Documentation, including Getting Started Guides, Programming Guides, API References, and Tools Guides, can be found in PDF form in the doc/pdf/ directory, or in HTML form at doc/html/index.html and online at http://docs.nvidia.com/cuda/index.html.
Other
The Open64 source files are controlled under terms of the GPL license. Current and previously released versions are located at ftp://download.nvidia.com/CUDAOpen64/.
The CUDA-GDB source files are controlled under terms of the GPL license.

2. New Features

2.1. General CUDA

  • Added support for using _shfl intrinsics with all first class types. User source code already implementing this feature should be guarded with (CUDA_VERSION <= 6000) in order to compile against CUDA 6.5.
  • On Linux, Xid 13 dmesg error reporting has been improved to provide more detail and also to indicate which of the various potential causes of the Xid 13 error was to blame.
  • The Linux .run installation now comes with an uninstallation script, uninstall_cuda_6.5.pl, to help with uninstalling the toolkit during conversions to Debian/RPM installations.
  • On Linux, stubs that applications can link against at build time have been added for each library. This removes the need to have the full library installed when building an application. In addition to the CUDA Toolkit libraries, a stub has been provided for the CUDA Driver library (libcuda.so). See the NVIDIA CUDA Getting Started Guide for LINUX for details on how to use these stubs.

2.2. CUDA Tools

2.2.1. General CUDA Tools

  • Improved support for CUDA FORTRAN in the command-line debugging and profiling tools in the CUDA Toolkit, including new debugging support for FORTRAN arrays (in Linux only), improved source-to-assembly code correlation, and improved documentation. This improved support is available with PGI compiler version 14.4 and higher. CUDA FORTRAN support is a beta feature in the CUDA 6.5 release.

2.2.2. CUDA Compiler

  • (Windows) Support has been added for the C++ compiler (VC 12) in Microsoft Visual Studio 2013 for Windows.
  • The default target GPU architecture (-arch) for nvcc has changed from sm_10 in previous releases to sm_20 in this release. Note that sm_20 is not the minimum target architecture supported by nvcc, since sm_11, sm_12, and sm_13 are still valid target GPU architectures if specified explicitly.
  • A new tool in CUDA 6.5, nvprune, prunes an object to only contain the compiled code for the specified architectures (for example, selects only the sm_35 code for libcublas_static.a). See the CUDA Binary Utilities document for more information.
  • (Linux) The cuobjdump utility for examining CUDA binaries is now available on Linux distributions running natively on the ARM architecture; this includes Android OS.

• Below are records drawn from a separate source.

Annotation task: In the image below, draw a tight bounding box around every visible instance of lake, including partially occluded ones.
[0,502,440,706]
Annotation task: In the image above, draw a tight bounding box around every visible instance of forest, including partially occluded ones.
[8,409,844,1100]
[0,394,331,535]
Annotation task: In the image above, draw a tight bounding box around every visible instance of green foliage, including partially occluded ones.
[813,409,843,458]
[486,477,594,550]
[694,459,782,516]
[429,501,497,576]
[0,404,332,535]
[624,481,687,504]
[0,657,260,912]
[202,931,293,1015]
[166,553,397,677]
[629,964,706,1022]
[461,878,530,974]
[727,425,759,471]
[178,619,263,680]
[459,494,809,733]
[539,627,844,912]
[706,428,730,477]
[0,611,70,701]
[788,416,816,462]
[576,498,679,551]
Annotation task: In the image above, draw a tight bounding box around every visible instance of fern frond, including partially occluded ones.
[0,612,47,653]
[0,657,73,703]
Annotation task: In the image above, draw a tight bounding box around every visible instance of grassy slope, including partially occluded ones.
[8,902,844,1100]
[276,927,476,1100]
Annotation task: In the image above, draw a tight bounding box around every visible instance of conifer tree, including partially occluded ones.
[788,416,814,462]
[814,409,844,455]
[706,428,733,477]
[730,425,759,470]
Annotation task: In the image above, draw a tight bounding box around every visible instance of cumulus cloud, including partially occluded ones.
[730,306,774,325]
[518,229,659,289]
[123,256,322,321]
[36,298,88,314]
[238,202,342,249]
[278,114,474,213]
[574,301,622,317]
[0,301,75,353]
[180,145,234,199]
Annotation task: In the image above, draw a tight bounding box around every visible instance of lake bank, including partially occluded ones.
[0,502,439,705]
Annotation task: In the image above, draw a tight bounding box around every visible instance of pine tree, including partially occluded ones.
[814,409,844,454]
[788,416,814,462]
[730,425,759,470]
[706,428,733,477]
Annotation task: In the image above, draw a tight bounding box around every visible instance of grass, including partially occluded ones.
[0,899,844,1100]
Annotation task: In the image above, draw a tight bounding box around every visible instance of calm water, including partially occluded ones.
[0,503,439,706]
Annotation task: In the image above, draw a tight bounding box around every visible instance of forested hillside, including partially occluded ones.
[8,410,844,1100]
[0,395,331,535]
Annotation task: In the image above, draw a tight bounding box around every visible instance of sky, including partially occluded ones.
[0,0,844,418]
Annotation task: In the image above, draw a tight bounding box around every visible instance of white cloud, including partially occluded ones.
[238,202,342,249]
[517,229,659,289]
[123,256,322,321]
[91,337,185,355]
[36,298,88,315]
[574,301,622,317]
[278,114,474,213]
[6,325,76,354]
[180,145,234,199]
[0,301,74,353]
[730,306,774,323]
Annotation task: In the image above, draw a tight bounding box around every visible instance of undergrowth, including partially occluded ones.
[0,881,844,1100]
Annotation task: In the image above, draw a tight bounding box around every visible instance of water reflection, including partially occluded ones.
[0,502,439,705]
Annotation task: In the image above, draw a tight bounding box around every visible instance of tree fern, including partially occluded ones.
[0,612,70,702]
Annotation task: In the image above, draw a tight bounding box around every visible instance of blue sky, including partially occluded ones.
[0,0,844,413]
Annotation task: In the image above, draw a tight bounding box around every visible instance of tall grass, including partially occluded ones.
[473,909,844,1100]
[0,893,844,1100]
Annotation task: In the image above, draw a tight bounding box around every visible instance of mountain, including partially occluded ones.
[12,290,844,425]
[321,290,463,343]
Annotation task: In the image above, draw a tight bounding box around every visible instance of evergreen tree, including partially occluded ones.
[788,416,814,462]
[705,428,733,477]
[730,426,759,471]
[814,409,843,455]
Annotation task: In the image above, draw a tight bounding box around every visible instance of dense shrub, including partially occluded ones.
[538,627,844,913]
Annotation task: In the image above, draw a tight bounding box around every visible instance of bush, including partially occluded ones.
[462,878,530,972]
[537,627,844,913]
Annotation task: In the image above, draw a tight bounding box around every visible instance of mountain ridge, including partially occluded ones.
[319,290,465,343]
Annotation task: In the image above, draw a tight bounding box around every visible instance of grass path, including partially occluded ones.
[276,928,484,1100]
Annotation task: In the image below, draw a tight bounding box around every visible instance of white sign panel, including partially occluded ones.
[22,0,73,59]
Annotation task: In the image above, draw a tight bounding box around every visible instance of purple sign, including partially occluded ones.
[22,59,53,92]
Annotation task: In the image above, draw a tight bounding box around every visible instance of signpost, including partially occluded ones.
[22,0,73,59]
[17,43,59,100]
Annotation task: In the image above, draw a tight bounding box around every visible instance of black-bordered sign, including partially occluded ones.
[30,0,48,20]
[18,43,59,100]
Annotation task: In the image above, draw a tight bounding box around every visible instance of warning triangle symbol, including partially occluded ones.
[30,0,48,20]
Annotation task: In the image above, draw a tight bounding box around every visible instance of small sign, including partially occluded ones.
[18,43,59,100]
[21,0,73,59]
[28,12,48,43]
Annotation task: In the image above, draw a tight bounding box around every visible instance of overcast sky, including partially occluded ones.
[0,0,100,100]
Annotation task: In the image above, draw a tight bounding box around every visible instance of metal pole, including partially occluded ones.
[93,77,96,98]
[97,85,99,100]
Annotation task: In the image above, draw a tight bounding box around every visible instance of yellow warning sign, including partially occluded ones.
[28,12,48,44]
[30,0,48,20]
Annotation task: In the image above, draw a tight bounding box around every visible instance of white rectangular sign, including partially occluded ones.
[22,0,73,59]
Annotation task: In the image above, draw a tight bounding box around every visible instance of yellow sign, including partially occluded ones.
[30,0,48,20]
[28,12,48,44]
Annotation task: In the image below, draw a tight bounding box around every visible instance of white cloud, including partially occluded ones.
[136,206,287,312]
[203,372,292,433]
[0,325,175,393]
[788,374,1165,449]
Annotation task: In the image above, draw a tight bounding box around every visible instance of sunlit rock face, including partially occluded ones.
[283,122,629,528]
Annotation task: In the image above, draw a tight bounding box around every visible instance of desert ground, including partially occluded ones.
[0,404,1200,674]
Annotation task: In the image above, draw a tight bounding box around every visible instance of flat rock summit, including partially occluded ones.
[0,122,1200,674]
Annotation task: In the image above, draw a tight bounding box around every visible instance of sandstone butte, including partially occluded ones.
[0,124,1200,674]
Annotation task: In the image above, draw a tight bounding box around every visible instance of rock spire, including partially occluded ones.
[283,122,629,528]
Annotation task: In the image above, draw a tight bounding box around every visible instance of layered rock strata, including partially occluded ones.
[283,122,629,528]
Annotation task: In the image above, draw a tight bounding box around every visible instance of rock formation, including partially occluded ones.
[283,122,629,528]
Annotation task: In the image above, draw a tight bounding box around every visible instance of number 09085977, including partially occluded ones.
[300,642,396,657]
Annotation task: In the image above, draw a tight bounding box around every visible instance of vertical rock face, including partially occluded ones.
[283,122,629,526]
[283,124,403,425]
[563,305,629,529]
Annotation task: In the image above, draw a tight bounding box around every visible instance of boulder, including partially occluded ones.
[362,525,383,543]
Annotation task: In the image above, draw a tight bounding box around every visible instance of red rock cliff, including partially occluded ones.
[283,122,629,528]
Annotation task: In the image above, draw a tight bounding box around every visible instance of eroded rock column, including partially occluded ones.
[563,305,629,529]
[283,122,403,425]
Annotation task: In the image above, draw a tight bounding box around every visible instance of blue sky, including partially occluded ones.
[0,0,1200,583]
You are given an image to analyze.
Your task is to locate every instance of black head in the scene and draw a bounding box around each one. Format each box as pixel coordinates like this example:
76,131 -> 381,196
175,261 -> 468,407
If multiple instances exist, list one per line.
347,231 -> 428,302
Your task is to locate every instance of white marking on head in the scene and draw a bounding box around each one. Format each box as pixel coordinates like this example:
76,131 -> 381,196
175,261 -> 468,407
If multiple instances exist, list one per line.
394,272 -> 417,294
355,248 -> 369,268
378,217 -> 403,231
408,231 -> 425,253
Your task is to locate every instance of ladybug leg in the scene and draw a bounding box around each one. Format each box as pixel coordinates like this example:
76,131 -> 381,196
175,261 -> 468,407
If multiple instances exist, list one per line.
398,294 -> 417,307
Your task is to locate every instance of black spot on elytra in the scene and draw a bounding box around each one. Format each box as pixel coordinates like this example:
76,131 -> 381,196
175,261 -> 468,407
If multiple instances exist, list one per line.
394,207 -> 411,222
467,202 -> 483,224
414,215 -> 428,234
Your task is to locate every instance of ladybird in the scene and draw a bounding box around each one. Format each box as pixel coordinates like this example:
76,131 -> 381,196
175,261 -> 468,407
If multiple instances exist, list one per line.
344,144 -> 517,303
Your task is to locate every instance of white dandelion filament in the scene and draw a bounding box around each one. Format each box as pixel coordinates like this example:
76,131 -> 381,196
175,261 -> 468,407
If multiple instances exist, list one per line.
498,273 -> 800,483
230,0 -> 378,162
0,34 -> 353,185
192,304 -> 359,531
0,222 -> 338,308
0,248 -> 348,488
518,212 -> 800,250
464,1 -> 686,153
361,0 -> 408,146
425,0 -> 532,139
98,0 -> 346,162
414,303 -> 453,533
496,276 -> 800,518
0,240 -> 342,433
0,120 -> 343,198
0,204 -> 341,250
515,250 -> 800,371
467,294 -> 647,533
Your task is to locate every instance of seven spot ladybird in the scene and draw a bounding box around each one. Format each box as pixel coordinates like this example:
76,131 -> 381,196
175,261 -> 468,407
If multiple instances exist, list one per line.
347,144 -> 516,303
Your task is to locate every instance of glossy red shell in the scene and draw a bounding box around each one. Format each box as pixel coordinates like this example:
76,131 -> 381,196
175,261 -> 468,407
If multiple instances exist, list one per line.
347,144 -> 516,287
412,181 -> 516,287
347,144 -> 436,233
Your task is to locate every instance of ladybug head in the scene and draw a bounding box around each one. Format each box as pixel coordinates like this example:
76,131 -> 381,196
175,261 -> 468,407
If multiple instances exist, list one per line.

2.2.3. CUDA Occupancy Calculator

  • Added CUDA occupancy calculator and occupancy-based launch configuration API interfaces. These functions help set up execution configurations with reasonable occupancy.

    The stand-alone programmatic occupancy calculator implementation, cuda_occupancy.h, is rewritten and out of beta. Note that the API has changed significantly from the beta version included with CUDA 6.0. This file includes stand-alone implementations of both the occupancy calculator and the occupancy-based launch configuration functions, so applications can use them without depending on the entire CUDA software stack.

2.2.4. CUDA Profiling Tools Interface (CUPTI)

  • Instruction classification is done for the source-correlated instruction execution activity CUpti_ActivityInstructionExecution. See CUpti_ActivityInstructionClass for the instruction classes.
  • Two new device attributes were added to the activity CUpti_DeviceAttribute:
    • CUPTI_DEVICE_ATTR_FLOP_SP_PER_CYCLE. Peak single-precision floating-point operations that can be performed in one cycle by the device.
    • CUPTI_DEVICE_ATTR_FLOP_DP_PER_CYCLE. Peak double-precision floating-point operations that can be performed in one cycle by the device.
  • Two new metric device properties were added:
    • CUPTI_METRIC_PROPERTY_FLOP_SP. Peak single-precision floating point operations that can be performed in one cycle by the device.
    • CUPTI_METRIC_PROPERTY_FLOP_DP. Peak double-precision floating-point operations that can be performed in one cycle by the device.
  • Activity record CUpti_ActivityGlobalAccess2 for source-level global access information replaces CUpti_ActivityGlobalAccess, which has been deprecated. The new record adds information needed to map SASS assembly instructions to CUDA C source code; it also provides ideal L2 transaction counts based on access patterns.
  • Activity record CUpti_ActivityBranch2 for source-level branch information replaces CUpti_ActivityBranch, which has been deprecated. The new record adds information needed to map SASS assembly instructions to CUDA C source code.
  • Added a new sample to show how to map SASS assembly instructions to CUDA C source lines.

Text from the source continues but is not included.